I seldom venture beyond these utility apps, or download games and content-streaming apps. I have many reasons not to do so, including an obsession with protecting my data privacy.

It could be an occupational hazard. The more I cover news on data privacy and security breaches, the less I'm inclined to download.

There has been a stream of such news. A recent scare occurred in September last year when news broke that malicious code had found a way into some of Apple's popular Chinese mobile apps. More than 300 apps, including popular messaging service WeChat and cab-booking service Didi Kuaidi, were infected with the malware, which potentially allows the tracking of user data.

App developers should state clearly within the privacy policy on the app download page what user information is collected and how it will be used. Singapore's Personal Data Protection Act, implemented fully in July 2014, requires such clarity, which is not followed, according to the findings. The law applies to app developers based in Singapore.

Apple has since removed the infected apps, which could have been downloaded by users here.

Another news report surfaced on privacy threats closer to home.

The Straits Times reported in November that 90 per cent of mobile apps in Singapore - including those from banks, telcos, real estate agents and financial advisers - do not adequately declare what consumer data is collected or how it is used.

Yet, more than half of the mobile apps that people download seek access to swathes of sensitive information, such as users' online and social media identities and location. Apps from real estate agents and financial advisers even seek access to microphone and camera functions.
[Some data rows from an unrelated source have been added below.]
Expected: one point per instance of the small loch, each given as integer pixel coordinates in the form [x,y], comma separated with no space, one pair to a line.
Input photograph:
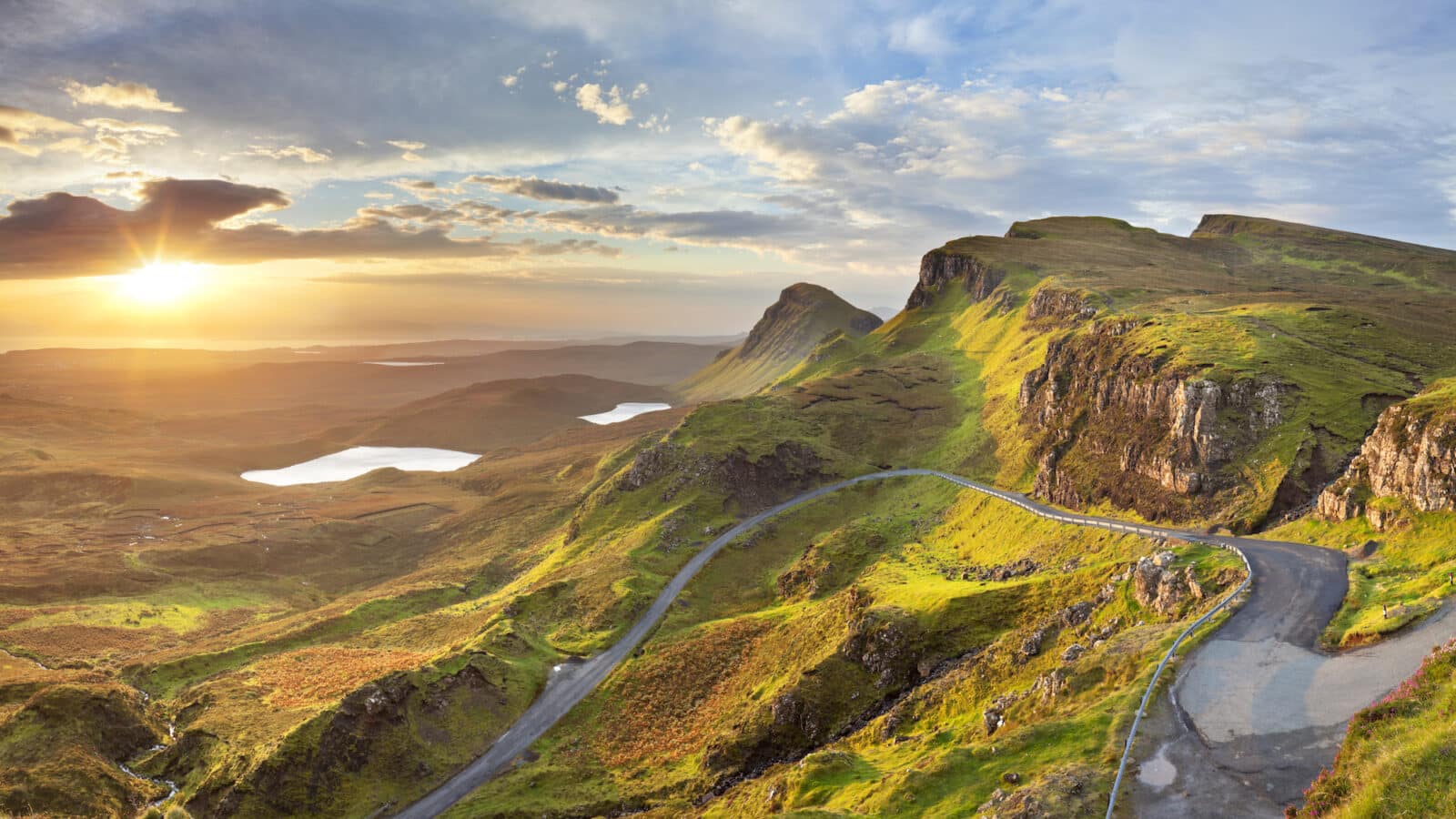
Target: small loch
[360,460]
[623,411]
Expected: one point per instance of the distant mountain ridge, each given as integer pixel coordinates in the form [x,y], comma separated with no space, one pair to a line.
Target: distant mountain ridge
[790,329]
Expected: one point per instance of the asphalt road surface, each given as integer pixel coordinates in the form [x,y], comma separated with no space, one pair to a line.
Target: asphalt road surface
[1249,722]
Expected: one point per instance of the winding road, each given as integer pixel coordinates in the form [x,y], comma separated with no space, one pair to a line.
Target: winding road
[1251,719]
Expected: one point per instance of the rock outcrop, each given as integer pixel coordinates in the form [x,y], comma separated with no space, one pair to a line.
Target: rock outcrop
[1409,460]
[1116,411]
[939,267]
[1161,588]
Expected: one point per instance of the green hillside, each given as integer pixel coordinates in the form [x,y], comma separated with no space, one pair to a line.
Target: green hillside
[803,317]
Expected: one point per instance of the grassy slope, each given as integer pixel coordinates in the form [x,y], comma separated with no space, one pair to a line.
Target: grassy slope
[803,317]
[934,387]
[744,637]
[1400,753]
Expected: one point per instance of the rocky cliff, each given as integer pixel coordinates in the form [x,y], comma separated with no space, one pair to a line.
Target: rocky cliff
[1409,460]
[938,268]
[1103,411]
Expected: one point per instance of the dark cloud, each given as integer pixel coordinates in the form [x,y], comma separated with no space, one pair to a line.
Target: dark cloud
[63,235]
[548,189]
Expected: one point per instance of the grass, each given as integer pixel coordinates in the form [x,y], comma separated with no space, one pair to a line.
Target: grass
[1409,574]
[1398,758]
[657,733]
[459,608]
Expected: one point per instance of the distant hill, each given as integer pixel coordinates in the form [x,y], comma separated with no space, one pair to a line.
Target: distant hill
[504,413]
[790,329]
[309,380]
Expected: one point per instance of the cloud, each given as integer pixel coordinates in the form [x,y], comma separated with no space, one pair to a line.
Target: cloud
[470,212]
[130,133]
[302,153]
[18,126]
[509,80]
[63,235]
[546,189]
[410,147]
[120,95]
[608,106]
[730,228]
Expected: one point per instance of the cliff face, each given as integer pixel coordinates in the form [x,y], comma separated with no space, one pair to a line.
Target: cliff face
[1104,413]
[939,267]
[1410,457]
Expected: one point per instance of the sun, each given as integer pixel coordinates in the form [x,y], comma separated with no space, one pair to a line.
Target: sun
[160,283]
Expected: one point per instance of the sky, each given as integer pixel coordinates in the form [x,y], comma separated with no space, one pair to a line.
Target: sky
[357,169]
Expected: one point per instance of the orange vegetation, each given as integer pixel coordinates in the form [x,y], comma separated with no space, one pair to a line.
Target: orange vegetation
[310,676]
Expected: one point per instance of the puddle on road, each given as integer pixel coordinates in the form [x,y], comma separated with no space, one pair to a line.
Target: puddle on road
[1158,771]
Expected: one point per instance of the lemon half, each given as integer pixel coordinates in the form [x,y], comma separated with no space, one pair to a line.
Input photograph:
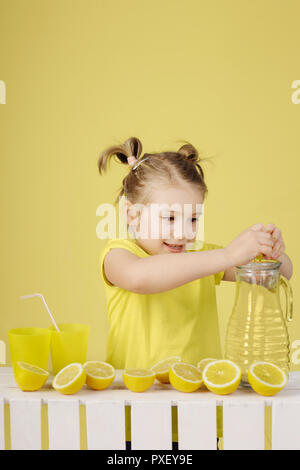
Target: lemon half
[29,377]
[222,376]
[185,377]
[138,380]
[162,368]
[266,378]
[70,379]
[99,374]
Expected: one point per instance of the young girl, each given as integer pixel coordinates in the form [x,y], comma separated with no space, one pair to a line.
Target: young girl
[161,297]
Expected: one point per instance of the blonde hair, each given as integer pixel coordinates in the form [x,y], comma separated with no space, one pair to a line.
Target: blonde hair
[168,168]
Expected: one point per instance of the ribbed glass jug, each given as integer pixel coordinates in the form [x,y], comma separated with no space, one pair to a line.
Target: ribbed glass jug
[257,330]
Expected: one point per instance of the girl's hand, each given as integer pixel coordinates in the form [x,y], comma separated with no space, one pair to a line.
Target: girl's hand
[248,244]
[278,243]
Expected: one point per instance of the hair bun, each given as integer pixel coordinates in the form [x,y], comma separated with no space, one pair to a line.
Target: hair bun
[188,152]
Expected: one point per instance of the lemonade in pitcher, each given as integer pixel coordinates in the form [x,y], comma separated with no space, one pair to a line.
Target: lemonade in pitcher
[257,329]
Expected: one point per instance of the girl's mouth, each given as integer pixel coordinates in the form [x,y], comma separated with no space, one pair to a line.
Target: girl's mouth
[174,248]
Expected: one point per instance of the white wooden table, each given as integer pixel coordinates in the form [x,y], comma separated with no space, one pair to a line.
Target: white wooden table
[97,418]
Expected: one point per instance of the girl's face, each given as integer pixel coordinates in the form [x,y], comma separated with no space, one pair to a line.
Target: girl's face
[170,221]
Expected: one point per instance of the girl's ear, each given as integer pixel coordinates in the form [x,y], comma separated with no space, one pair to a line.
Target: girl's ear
[131,212]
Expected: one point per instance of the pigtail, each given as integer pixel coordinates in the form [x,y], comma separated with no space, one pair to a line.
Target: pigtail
[188,152]
[131,147]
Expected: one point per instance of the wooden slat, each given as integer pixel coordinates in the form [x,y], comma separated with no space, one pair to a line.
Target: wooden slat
[197,427]
[63,422]
[25,424]
[105,425]
[2,428]
[285,425]
[243,425]
[151,425]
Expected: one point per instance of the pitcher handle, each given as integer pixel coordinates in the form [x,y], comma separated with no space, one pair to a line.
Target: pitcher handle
[288,297]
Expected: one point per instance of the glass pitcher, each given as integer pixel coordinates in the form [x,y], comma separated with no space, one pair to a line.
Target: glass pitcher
[257,330]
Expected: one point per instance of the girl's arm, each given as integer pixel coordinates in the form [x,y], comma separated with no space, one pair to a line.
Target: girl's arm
[162,272]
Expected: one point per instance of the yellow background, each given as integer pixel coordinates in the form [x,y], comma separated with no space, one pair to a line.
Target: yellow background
[82,75]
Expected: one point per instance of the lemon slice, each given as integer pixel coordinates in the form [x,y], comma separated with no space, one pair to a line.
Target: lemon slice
[70,379]
[29,377]
[222,376]
[201,366]
[266,378]
[162,368]
[99,375]
[138,380]
[185,377]
[203,363]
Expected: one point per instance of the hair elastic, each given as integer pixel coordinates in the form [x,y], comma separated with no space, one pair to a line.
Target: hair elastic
[141,161]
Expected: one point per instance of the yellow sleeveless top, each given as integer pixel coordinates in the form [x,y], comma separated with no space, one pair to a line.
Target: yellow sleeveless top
[146,328]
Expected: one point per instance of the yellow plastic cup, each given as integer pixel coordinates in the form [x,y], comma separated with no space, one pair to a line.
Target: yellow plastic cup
[30,345]
[68,345]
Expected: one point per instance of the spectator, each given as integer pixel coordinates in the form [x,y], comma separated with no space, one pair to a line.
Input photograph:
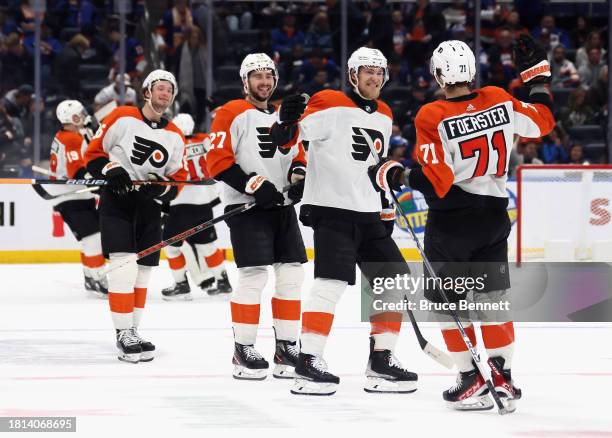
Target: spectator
[577,112]
[191,74]
[112,92]
[563,71]
[557,36]
[380,34]
[589,73]
[67,63]
[319,34]
[287,36]
[582,54]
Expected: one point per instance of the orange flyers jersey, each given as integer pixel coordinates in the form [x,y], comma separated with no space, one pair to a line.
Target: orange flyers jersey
[65,160]
[466,142]
[240,134]
[339,132]
[139,145]
[196,147]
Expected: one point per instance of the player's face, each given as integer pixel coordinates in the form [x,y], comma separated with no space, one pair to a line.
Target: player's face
[161,95]
[370,81]
[261,85]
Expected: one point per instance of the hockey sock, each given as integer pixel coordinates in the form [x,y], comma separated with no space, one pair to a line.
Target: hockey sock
[385,329]
[121,283]
[245,303]
[318,314]
[456,347]
[286,301]
[498,339]
[176,261]
[140,292]
[212,256]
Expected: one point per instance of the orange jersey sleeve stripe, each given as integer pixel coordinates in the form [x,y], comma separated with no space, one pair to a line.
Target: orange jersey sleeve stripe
[121,303]
[454,340]
[497,335]
[245,313]
[286,309]
[317,322]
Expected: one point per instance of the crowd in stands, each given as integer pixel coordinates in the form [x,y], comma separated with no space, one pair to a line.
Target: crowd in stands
[80,58]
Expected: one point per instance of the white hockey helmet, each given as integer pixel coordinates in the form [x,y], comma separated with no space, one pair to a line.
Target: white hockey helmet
[160,75]
[254,62]
[185,123]
[365,56]
[71,112]
[453,62]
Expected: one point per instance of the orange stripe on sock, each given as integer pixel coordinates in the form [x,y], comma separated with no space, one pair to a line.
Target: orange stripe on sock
[140,297]
[386,322]
[121,303]
[245,313]
[214,260]
[317,322]
[177,262]
[454,340]
[498,335]
[286,309]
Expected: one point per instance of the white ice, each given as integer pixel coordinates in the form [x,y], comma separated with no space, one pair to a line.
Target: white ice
[57,358]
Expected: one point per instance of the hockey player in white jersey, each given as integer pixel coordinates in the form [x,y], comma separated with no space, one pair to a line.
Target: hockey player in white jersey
[463,146]
[198,255]
[346,214]
[251,168]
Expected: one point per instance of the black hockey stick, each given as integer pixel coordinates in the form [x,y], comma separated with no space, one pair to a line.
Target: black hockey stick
[475,355]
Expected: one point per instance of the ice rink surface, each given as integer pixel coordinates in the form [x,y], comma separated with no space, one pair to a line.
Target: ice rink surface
[57,358]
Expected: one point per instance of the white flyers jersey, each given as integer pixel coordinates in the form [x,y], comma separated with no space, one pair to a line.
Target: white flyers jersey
[466,142]
[139,145]
[240,134]
[196,147]
[339,133]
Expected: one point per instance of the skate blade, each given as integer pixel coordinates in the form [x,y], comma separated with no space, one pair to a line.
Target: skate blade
[308,387]
[386,386]
[284,371]
[243,373]
[181,297]
[479,403]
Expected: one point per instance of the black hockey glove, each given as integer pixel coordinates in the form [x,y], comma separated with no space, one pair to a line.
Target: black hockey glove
[297,176]
[531,61]
[118,180]
[292,108]
[264,192]
[386,175]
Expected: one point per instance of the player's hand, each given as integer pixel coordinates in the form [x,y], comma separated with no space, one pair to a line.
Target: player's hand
[265,193]
[292,108]
[386,175]
[297,175]
[531,61]
[118,180]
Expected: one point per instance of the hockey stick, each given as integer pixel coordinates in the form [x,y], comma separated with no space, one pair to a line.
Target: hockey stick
[475,355]
[118,263]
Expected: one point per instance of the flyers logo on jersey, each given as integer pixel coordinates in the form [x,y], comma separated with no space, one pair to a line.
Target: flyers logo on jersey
[266,146]
[361,150]
[144,150]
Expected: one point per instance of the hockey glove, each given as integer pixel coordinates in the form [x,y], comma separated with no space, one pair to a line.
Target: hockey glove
[264,192]
[531,61]
[297,175]
[118,180]
[292,108]
[386,175]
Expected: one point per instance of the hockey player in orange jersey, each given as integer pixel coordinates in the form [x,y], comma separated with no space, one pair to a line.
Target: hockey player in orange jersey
[79,210]
[136,144]
[198,255]
[463,148]
[251,168]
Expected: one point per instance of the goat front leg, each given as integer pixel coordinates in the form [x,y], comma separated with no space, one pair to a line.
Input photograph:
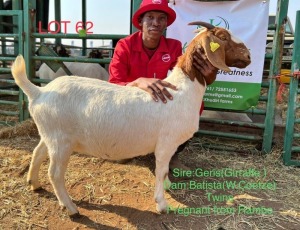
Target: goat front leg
[59,158]
[162,160]
[39,155]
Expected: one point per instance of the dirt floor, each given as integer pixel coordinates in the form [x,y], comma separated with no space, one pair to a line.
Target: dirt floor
[120,196]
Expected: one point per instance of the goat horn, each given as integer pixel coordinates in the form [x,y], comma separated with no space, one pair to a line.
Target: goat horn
[200,23]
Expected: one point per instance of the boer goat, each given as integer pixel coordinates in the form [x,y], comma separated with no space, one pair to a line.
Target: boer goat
[108,118]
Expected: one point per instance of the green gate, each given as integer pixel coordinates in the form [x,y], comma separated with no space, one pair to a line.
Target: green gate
[292,133]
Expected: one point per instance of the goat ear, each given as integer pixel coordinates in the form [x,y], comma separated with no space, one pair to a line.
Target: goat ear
[215,52]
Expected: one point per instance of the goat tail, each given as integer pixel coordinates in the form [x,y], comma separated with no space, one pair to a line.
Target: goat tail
[18,71]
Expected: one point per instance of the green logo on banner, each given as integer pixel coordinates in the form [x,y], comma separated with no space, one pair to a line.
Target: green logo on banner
[232,95]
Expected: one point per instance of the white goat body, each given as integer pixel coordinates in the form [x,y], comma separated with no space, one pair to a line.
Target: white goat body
[116,122]
[90,70]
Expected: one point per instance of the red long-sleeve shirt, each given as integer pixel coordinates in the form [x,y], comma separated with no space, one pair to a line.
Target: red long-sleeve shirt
[130,60]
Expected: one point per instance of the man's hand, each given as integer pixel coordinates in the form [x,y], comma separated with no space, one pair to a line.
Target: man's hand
[203,65]
[156,87]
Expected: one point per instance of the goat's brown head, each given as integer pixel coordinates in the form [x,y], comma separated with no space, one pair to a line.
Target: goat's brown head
[222,49]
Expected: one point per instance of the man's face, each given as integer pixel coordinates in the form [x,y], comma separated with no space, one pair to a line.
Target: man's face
[154,23]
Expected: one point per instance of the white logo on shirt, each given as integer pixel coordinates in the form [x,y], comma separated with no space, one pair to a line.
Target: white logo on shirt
[166,58]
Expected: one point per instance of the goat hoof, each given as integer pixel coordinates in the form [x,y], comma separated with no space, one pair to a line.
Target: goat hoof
[75,216]
[161,210]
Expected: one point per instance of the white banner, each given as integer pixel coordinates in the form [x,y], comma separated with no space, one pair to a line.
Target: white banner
[246,19]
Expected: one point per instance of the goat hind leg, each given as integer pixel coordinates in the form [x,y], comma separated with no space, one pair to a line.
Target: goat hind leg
[39,155]
[59,158]
[162,159]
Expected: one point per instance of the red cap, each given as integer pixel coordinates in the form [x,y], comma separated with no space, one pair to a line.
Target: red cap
[153,5]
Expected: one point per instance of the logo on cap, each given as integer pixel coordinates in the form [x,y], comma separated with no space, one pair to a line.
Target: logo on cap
[166,58]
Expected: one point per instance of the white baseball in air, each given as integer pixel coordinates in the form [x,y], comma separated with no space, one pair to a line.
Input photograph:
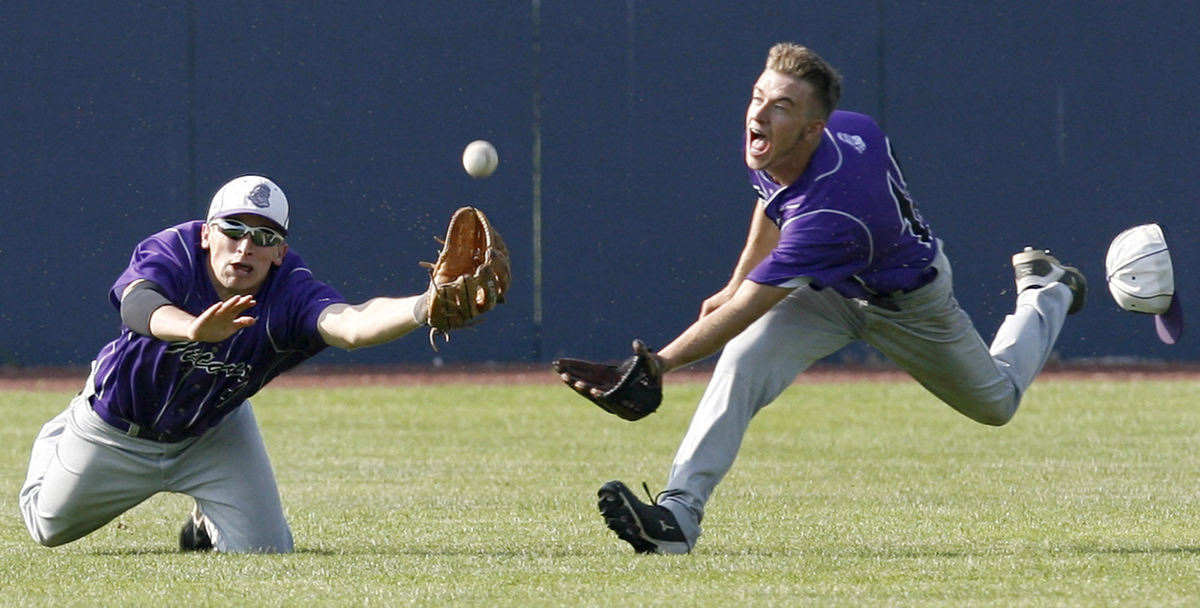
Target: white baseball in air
[480,158]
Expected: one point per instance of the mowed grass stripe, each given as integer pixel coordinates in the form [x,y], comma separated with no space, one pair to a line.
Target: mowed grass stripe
[845,494]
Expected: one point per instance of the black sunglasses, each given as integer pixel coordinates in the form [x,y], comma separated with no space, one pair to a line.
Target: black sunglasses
[262,235]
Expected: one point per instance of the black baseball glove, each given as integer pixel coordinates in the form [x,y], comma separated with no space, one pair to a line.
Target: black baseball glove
[631,390]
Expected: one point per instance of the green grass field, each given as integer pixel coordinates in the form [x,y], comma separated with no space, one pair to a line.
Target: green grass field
[845,494]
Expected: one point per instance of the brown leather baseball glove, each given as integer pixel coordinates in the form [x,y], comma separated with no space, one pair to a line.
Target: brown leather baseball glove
[471,276]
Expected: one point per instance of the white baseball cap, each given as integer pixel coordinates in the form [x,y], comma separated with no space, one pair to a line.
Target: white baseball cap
[1141,278]
[251,194]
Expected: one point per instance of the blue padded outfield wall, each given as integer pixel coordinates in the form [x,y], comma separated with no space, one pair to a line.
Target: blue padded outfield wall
[1051,124]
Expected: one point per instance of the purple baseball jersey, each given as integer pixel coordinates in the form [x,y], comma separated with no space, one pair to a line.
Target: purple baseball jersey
[185,387]
[847,222]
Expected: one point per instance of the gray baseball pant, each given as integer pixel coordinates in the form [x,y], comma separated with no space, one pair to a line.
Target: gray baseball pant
[930,337]
[83,473]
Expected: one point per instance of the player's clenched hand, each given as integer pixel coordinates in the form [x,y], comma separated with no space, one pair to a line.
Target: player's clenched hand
[222,319]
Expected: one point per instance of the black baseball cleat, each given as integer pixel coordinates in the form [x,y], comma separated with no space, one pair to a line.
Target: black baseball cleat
[193,536]
[1036,269]
[648,528]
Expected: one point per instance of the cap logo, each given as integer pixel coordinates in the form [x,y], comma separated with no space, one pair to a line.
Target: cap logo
[261,196]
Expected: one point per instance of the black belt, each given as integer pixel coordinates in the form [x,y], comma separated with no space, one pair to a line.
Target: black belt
[135,429]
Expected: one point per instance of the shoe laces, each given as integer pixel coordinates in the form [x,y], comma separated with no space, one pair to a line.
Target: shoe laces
[653,497]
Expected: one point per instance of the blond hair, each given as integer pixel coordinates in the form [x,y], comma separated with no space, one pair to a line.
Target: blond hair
[802,62]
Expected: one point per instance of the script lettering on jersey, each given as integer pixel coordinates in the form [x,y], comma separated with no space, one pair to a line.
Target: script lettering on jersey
[193,354]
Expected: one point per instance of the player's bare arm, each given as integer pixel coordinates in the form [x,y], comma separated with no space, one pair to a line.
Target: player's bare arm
[711,332]
[761,239]
[216,324]
[375,321]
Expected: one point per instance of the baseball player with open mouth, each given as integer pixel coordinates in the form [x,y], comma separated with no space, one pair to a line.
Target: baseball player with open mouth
[837,253]
[211,312]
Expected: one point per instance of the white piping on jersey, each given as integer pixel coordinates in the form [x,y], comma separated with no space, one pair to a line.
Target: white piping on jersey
[187,251]
[835,168]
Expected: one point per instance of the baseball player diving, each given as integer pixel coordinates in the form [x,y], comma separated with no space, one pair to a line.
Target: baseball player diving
[837,252]
[213,311]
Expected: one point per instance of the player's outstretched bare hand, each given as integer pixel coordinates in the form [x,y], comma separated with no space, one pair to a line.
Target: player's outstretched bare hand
[222,319]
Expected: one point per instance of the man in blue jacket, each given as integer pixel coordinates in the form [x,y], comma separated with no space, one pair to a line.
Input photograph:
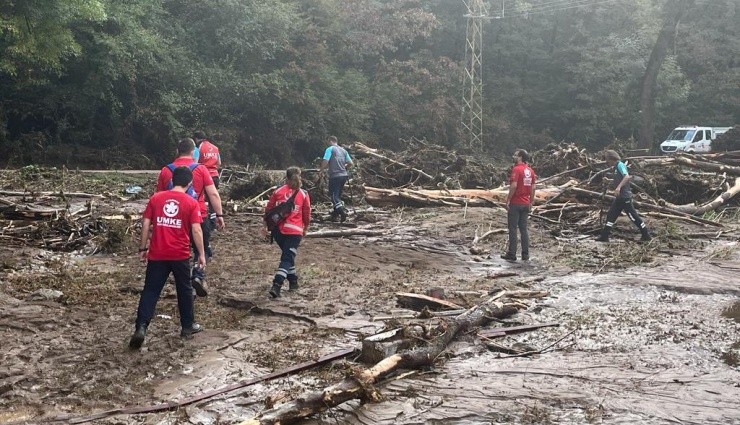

The findings came from a study by local data protection software-makers Straits Interactive and Appknox, which surveyed the privacy policies of 113 popular apps from the Singapore Google Play store.

App developers should state clearly within the privacy policy on the app download page what user information is collected and how it will be used. Singapore's Personal Data Protection Act, implemented fully in July 2014, requires such clarity, which is not followed, according to the findings.

The law applies to app developers based in Singapore.

The law also prohibits local organisations from collecting consumer data beyond what is "reasonable". But the level of compliance does not appear to be high on this front too, according to the study.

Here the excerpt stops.